Complex Dynamics Between Iran and the Houthis
The relationship between Iran and the Houthis is not as straightforward as some might assume. Ozcelik emphasized that the Houthis are not simply following Iran’s orders. Instead, they are weighing their options and have shown restraint so far.
This complexity is further highlighted by the fact that the Houthis are still assessing their position. While the threat alone has caused significant disruption to Red Sea trade, the situation remains fluid. The global shipping and oil markets have already experienced chaos after Iran closed the Strait of Hormuz, leading to the worst disruption in the history of the oil market, according to the International Energy Agency.
In response to this crisis, Saudi Arabia has increased capacity in its East-West pipeline, which connects to the Red Sea on the other side of the Arabian Peninsula. Meanwhile, the United Arab Emirates has boosted the flow on its Habshan-Fujairah pipeline to the Gulf of Oman.
However, even at full capacity, these routes can only cover about one-quarter of the oil that normally passes through the Strait of Hormuz. David Butter, an associate fellow at the London-based think tank Chatham House, noted that these routes are vulnerable to attack by both Iran and the Houthis.

Historical Significance and Recent Disruptions
Historically, the Red Sea has played a crucial role in global trade, with around one-tenth of global seaborne oil shipments passing through the Bab el-Mandeb Strait, a narrow bottleneck of just 16 miles that separates the Arabian Peninsula and the Horn of Africa.
This changed in late 2023 when the Houthis began attacking ships using that route in response to Israel’s assault on the Gaza Strip. Red Sea shipping numbers plummeted, with traffic crossing the Suez Canal down 70% by the middle of 2024, according to a yearly review by the United Nations Trade and Development. Oil flows through Bab el-Mandeb were also cut in half, according to the U.S. Energy Information Administration.
Ships were forced to take the arduous and often more perilous trip around Cape Agulhas, the southern tip of Africa. Arrivals at the Cape of Good Hope, the region’s major port, were up 89% that year, UNCTAD said at the time. This shift contributed to the rising prices for goods that consumers have felt worldwide.
Last year, President Donald Trump launched a weekslong intensive bombing campaign against the Houthis that cost $1 billion before he announced a ceasefire. However, the group later sank two more ships.
It was only in December that oil tankers and cargo vessels had been “gradually making a return” to the Red Sea, according to the maritime intelligence company Lloyd’s List.
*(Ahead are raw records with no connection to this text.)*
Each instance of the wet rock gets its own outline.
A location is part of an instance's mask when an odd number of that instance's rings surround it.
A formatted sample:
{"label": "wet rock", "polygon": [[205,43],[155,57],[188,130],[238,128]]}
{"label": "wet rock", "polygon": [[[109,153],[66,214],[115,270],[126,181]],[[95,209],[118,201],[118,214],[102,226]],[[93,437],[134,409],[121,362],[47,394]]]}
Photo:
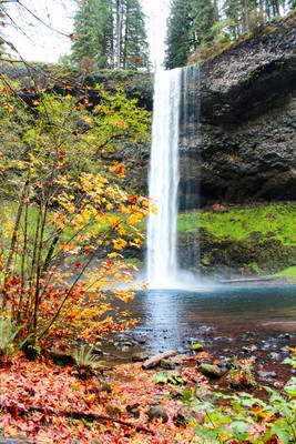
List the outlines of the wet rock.
{"label": "wet rock", "polygon": [[108,404],[105,408],[106,413],[110,416],[120,417],[122,415],[122,411],[115,404]]}
{"label": "wet rock", "polygon": [[59,350],[50,350],[49,351],[50,359],[58,365],[75,365],[74,357],[69,352],[61,352]]}
{"label": "wet rock", "polygon": [[218,366],[225,371],[225,370],[227,370],[227,369],[231,367],[231,361],[232,361],[231,357],[224,357],[224,356],[222,356],[222,357],[220,359]]}
{"label": "wet rock", "polygon": [[173,360],[161,360],[160,365],[163,370],[175,370],[177,366]]}
{"label": "wet rock", "polygon": [[164,352],[164,353],[160,353],[156,356],[152,356],[149,360],[146,360],[142,367],[143,370],[150,370],[150,369],[154,369],[157,365],[160,365],[162,360],[166,360],[169,357],[175,356],[177,354],[176,351],[169,351],[169,352]]}
{"label": "wet rock", "polygon": [[175,425],[177,425],[177,426],[180,426],[180,425],[185,426],[191,420],[194,420],[198,424],[202,424],[204,421],[204,416],[205,416],[204,413],[196,412],[193,408],[190,408],[188,406],[183,405],[175,413],[173,421],[174,421]]}
{"label": "wet rock", "polygon": [[104,384],[101,390],[102,390],[102,392],[105,392],[105,393],[112,393],[111,385],[109,385],[109,384]]}
{"label": "wet rock", "polygon": [[137,404],[137,403],[135,403],[135,404],[132,404],[132,405],[127,405],[126,406],[126,412],[131,415],[131,416],[133,416],[133,417],[135,417],[136,420],[140,417],[140,414],[141,414],[141,412],[140,412],[140,404]]}
{"label": "wet rock", "polygon": [[290,340],[290,334],[289,333],[282,333],[278,335],[279,340]]}
{"label": "wet rock", "polygon": [[223,371],[215,364],[202,363],[200,365],[200,371],[208,377],[221,377],[223,375]]}
{"label": "wet rock", "polygon": [[167,423],[169,415],[166,410],[162,405],[154,405],[147,411],[147,416],[150,421],[162,420],[163,423]]}
{"label": "wet rock", "polygon": [[204,346],[203,346],[203,344],[200,344],[198,342],[192,342],[191,350],[193,352],[202,352],[204,350]]}
{"label": "wet rock", "polygon": [[149,359],[149,355],[145,352],[137,352],[137,353],[133,353],[133,355],[132,355],[133,362],[144,362],[147,359]]}
{"label": "wet rock", "polygon": [[261,380],[271,380],[277,377],[276,372],[264,372],[263,370],[259,370],[257,372],[257,375],[259,376]]}
{"label": "wet rock", "polygon": [[92,349],[92,353],[96,354],[98,356],[102,356],[104,354],[103,351],[96,346]]}
{"label": "wet rock", "polygon": [[242,351],[244,352],[244,353],[254,353],[254,352],[256,352],[256,350],[257,350],[258,347],[256,346],[256,345],[244,345],[243,347],[242,347]]}

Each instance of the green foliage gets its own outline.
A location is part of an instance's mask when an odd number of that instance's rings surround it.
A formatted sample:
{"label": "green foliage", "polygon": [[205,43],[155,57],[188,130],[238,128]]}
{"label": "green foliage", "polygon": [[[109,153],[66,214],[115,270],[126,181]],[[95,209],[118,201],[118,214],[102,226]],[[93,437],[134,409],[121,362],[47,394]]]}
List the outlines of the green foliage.
{"label": "green foliage", "polygon": [[153,376],[154,384],[167,384],[167,385],[184,385],[185,382],[182,376],[170,373],[157,373]]}
{"label": "green foliage", "polygon": [[[23,325],[28,351],[51,334],[91,341],[100,329],[112,330],[103,289],[111,279],[126,284],[132,279],[119,252],[140,248],[136,224],[149,202],[120,188],[126,170],[109,154],[120,141],[145,139],[150,113],[120,90],[98,88],[98,97],[92,110],[88,97],[38,91],[29,108],[8,80],[1,85],[1,194],[14,202],[16,214],[9,220],[4,213],[0,293],[4,313]],[[96,249],[101,262],[94,275]],[[70,268],[69,256],[76,258]],[[111,293],[121,301],[133,296],[127,290]],[[126,326],[126,317],[116,312],[118,329]]]}
{"label": "green foliage", "polygon": [[232,361],[227,381],[234,389],[255,389],[257,386],[252,363],[237,357]]}
{"label": "green foliage", "polygon": [[282,278],[282,279],[290,279],[296,281],[296,266],[289,266],[288,269],[283,270],[279,273],[275,273],[272,275],[273,278]]}
{"label": "green foliage", "polygon": [[166,69],[183,67],[198,46],[213,40],[214,22],[211,0],[174,0],[166,37]]}
{"label": "green foliage", "polygon": [[73,359],[76,363],[78,369],[88,371],[98,370],[102,367],[102,361],[93,353],[93,349],[89,346],[82,346],[74,350]]}
{"label": "green foliage", "polygon": [[284,245],[296,245],[296,205],[280,203],[249,208],[229,208],[223,213],[192,212],[178,216],[181,233],[205,229],[220,239],[247,240],[252,233],[268,235]]}
{"label": "green foliage", "polygon": [[11,317],[0,317],[0,362],[2,359],[11,357],[19,350],[16,345],[20,327],[16,326]]}
{"label": "green foliage", "polygon": [[[295,379],[294,379],[295,380]],[[292,389],[290,389],[292,387]],[[279,394],[265,387],[268,401],[248,393],[224,395],[215,393],[208,402],[196,398],[194,391],[184,391],[183,402],[198,414],[200,421],[191,418],[195,433],[204,443],[267,443],[274,435],[280,443],[292,444],[296,437],[295,381]]]}
{"label": "green foliage", "polygon": [[139,0],[84,0],[75,14],[72,59],[86,74],[101,68],[149,67]]}
{"label": "green foliage", "polygon": [[292,9],[292,0],[173,0],[165,67],[207,60]]}

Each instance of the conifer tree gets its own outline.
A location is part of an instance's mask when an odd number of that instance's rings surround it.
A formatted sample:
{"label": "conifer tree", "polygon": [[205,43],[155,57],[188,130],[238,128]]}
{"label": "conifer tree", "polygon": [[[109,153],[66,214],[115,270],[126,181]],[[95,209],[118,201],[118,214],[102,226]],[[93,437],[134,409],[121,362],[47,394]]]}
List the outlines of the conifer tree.
{"label": "conifer tree", "polygon": [[149,44],[145,20],[139,0],[124,1],[123,68],[137,69],[149,65]]}
{"label": "conifer tree", "polygon": [[80,4],[74,21],[75,40],[72,58],[76,63],[84,59],[94,62],[96,68],[109,64],[108,41],[111,39],[108,23],[111,9],[108,0],[84,0]]}
{"label": "conifer tree", "polygon": [[213,39],[215,4],[211,0],[173,0],[167,28],[167,69],[186,64],[188,56]]}
{"label": "conifer tree", "polygon": [[137,69],[149,64],[145,20],[139,0],[83,0],[75,16],[72,58],[95,68]]}

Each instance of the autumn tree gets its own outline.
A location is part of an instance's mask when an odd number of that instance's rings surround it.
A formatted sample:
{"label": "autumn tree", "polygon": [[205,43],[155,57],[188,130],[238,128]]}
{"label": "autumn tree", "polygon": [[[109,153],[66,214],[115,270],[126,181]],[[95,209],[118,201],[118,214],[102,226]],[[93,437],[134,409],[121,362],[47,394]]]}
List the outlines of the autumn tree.
{"label": "autumn tree", "polygon": [[123,139],[147,138],[150,114],[120,90],[98,94],[92,113],[85,97],[44,91],[30,109],[2,79],[0,174],[11,203],[2,202],[0,294],[30,346],[126,325],[111,301],[133,293],[110,289],[131,281],[124,250],[140,248],[149,202],[125,192],[124,165],[104,158]]}

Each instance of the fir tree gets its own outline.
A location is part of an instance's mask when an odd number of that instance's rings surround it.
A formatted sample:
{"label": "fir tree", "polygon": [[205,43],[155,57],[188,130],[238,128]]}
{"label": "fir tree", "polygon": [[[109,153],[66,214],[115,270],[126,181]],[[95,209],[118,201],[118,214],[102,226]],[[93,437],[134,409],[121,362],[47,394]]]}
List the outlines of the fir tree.
{"label": "fir tree", "polygon": [[216,16],[211,0],[173,0],[167,22],[167,69],[186,64],[200,44],[213,40]]}
{"label": "fir tree", "polygon": [[84,0],[75,16],[74,62],[95,68],[149,64],[144,14],[139,0]]}
{"label": "fir tree", "polygon": [[124,1],[123,68],[137,69],[149,65],[149,44],[145,20],[139,0]]}
{"label": "fir tree", "polygon": [[96,68],[106,68],[109,64],[106,24],[111,9],[108,0],[84,0],[80,4],[74,21],[75,40],[72,46],[72,58],[76,63],[89,59]]}

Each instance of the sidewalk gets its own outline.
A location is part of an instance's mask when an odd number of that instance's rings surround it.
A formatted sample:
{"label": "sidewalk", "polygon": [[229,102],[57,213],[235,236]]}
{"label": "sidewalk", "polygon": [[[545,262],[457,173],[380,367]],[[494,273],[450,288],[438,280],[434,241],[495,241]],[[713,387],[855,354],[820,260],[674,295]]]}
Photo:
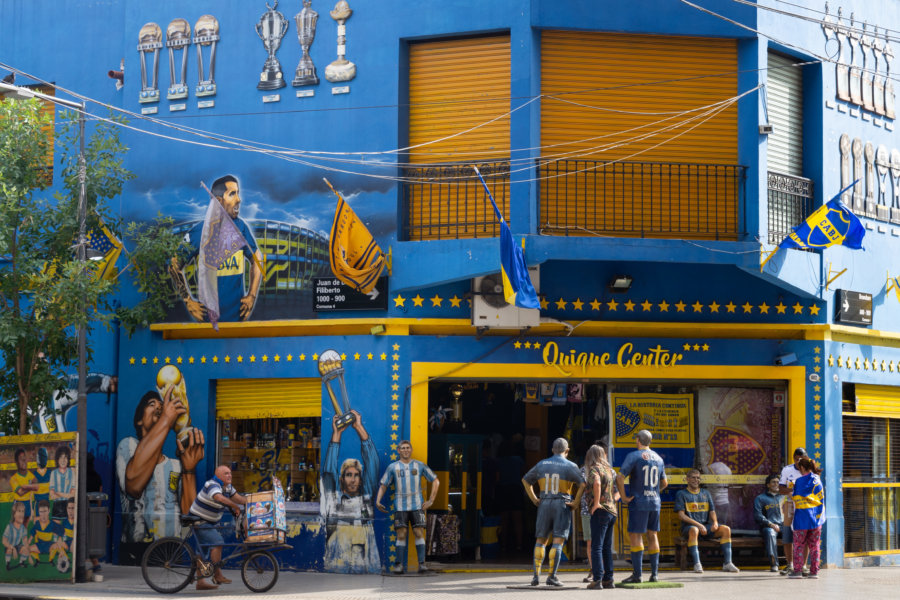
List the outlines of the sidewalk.
{"label": "sidewalk", "polygon": [[[144,583],[139,567],[104,565],[103,583],[51,584],[35,583],[0,584],[0,598],[52,598],[135,600],[138,598],[162,598]],[[440,573],[424,577],[384,577],[381,575],[334,575],[326,573],[297,573],[282,571],[275,587],[266,594],[256,596],[244,587],[238,571],[227,571],[234,583],[223,585],[214,592],[197,592],[185,588],[177,597],[233,598],[272,597],[283,600],[444,600],[451,598],[519,598],[563,600],[575,595],[590,598],[597,592],[585,589],[581,582],[583,571],[561,572],[560,580],[566,584],[561,590],[543,585],[533,590],[507,589],[508,585],[523,585],[531,580],[530,571],[517,573]],[[625,571],[616,571],[616,580],[627,577]],[[784,595],[816,598],[816,600],[850,598],[896,597],[900,586],[900,567],[869,569],[823,569],[818,580],[788,580],[768,571],[752,570],[737,574],[722,573],[710,568],[706,573],[663,571],[660,579],[684,583],[683,588],[654,590],[604,590],[613,591],[619,597],[665,598],[666,600],[696,600],[728,597],[735,600],[759,600]],[[543,579],[543,578],[542,578]],[[569,588],[568,586],[572,586]],[[562,592],[562,593],[560,593]]]}

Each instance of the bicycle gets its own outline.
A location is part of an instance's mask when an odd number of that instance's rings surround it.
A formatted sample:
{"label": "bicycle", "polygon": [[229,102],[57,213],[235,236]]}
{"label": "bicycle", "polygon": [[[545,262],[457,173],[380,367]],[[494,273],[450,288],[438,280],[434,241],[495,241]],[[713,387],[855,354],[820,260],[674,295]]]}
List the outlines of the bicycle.
{"label": "bicycle", "polygon": [[[184,537],[164,537],[154,541],[144,551],[141,559],[141,574],[151,588],[161,594],[174,594],[199,578],[212,577],[216,567],[229,560],[244,557],[241,563],[241,579],[252,592],[267,592],[278,581],[278,560],[273,551],[291,546],[285,543],[226,542],[225,548],[234,551],[224,556],[219,563],[204,560],[207,545],[201,544],[196,536],[196,527],[205,521],[194,515],[182,515],[182,527],[190,527]],[[245,537],[243,519],[239,520],[238,537]],[[230,525],[217,525],[217,529],[230,529]]]}

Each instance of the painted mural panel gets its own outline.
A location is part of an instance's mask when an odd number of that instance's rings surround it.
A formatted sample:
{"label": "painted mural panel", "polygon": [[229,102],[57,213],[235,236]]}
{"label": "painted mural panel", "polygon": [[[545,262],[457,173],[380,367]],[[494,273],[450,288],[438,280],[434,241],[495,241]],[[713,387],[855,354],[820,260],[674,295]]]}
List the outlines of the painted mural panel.
{"label": "painted mural panel", "polygon": [[72,580],[77,437],[0,438],[0,581]]}

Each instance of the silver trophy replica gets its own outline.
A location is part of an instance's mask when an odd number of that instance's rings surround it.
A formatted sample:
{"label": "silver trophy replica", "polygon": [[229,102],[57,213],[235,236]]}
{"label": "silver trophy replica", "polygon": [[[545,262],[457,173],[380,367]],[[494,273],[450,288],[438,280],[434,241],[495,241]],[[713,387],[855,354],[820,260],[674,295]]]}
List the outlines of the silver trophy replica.
{"label": "silver trophy replica", "polygon": [[[200,81],[197,96],[216,95],[216,42],[219,41],[219,21],[212,15],[203,15],[194,25],[194,44],[197,46],[197,66]],[[209,46],[209,77],[203,69],[203,46]]]}
{"label": "silver trophy replica", "polygon": [[258,90],[277,90],[284,87],[284,76],[281,74],[281,63],[275,58],[275,53],[281,46],[281,39],[287,33],[289,22],[284,15],[275,10],[278,8],[278,0],[273,6],[266,2],[266,12],[259,18],[256,24],[256,35],[263,41],[263,47],[269,53],[262,73],[259,74]]}
{"label": "silver trophy replica", "polygon": [[[159,73],[159,49],[162,48],[162,29],[156,23],[146,23],[141,27],[138,39],[138,52],[141,55],[141,95],[138,101],[159,102],[159,89],[157,88],[157,75]],[[150,83],[147,83],[147,57],[153,55],[153,67]]]}
{"label": "silver trophy replica", "polygon": [[[350,399],[347,397],[347,384],[344,382],[344,361],[341,355],[334,350],[326,350],[319,356],[319,375],[322,376],[322,383],[328,390],[328,396],[331,398],[331,405],[334,407],[334,414],[337,415],[335,427],[344,429],[352,425],[356,421],[356,417],[350,412]],[[337,379],[341,384],[341,401],[338,402],[331,382]]]}
{"label": "silver trophy replica", "polygon": [[316,39],[316,21],[319,20],[319,13],[311,9],[310,4],[312,4],[312,0],[303,0],[303,10],[294,16],[294,21],[297,23],[297,39],[300,40],[300,48],[303,49],[300,64],[297,65],[294,81],[291,83],[294,87],[319,84],[316,65],[309,57],[309,47]]}
{"label": "silver trophy replica", "polygon": [[353,14],[347,0],[339,0],[331,11],[331,18],[338,22],[338,57],[333,63],[325,67],[325,79],[333,83],[350,81],[356,77],[356,65],[346,59],[347,54],[347,26],[344,23]]}
{"label": "silver trophy replica", "polygon": [[[184,19],[173,19],[166,27],[166,48],[169,49],[169,91],[166,98],[181,100],[187,98],[187,47],[191,45],[191,26]],[[175,79],[175,52],[181,53],[181,78]]]}

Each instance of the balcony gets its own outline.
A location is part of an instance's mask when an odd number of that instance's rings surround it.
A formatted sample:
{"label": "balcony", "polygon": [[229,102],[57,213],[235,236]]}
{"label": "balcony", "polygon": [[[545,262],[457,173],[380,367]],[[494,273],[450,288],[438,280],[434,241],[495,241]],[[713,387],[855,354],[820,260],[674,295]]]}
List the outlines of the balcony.
{"label": "balcony", "polygon": [[769,171],[769,243],[778,244],[812,213],[813,182]]}

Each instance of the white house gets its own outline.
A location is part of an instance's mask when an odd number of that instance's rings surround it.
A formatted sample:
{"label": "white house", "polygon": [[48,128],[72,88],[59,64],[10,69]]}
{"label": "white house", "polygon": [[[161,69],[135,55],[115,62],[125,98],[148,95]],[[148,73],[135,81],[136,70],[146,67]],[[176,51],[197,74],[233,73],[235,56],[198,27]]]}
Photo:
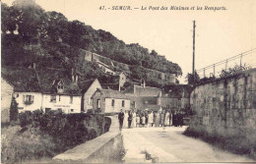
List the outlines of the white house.
{"label": "white house", "polygon": [[96,89],[101,88],[101,85],[96,79],[79,82],[79,87],[82,91],[81,110],[87,113],[89,110],[93,109],[93,94],[96,91]]}
{"label": "white house", "polygon": [[81,90],[77,78],[54,69],[2,68],[4,79],[14,85],[19,112],[41,109],[81,112]]}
Then came the war with Iran.
Though the Houthis have not reignited their missile campaign, the threat of their doing so has coincided with a sharp reduction in Bab el-Mandeb traffic, according to an update from Windward, another maritime intelligence company.
“The Red Sea corridor is a space where African, Gulf, Middle Eastern, Asian and global powers converge,” Ahmed Soliman, a senior research fellow at Chatham House, told NBC News in an email. So “escalation in this arena would be hugely destabilizing for shipping.”
The Houthis’ hesitation likely reflects the pace and sequencing of Iran’s retaliatory response, according to Ozcelik at RUSI. Tehran may judge that the Houthi card is better held in reserve for later.
The pause also speaks to the internal factionalism within the movement, Ozcelik added, with hard-liners “spoiling for a fight” while others argue that “tightening control over Yemeni territory should take priority.”
Ultimately, the Houthis “will look to outlast the current war,” she said.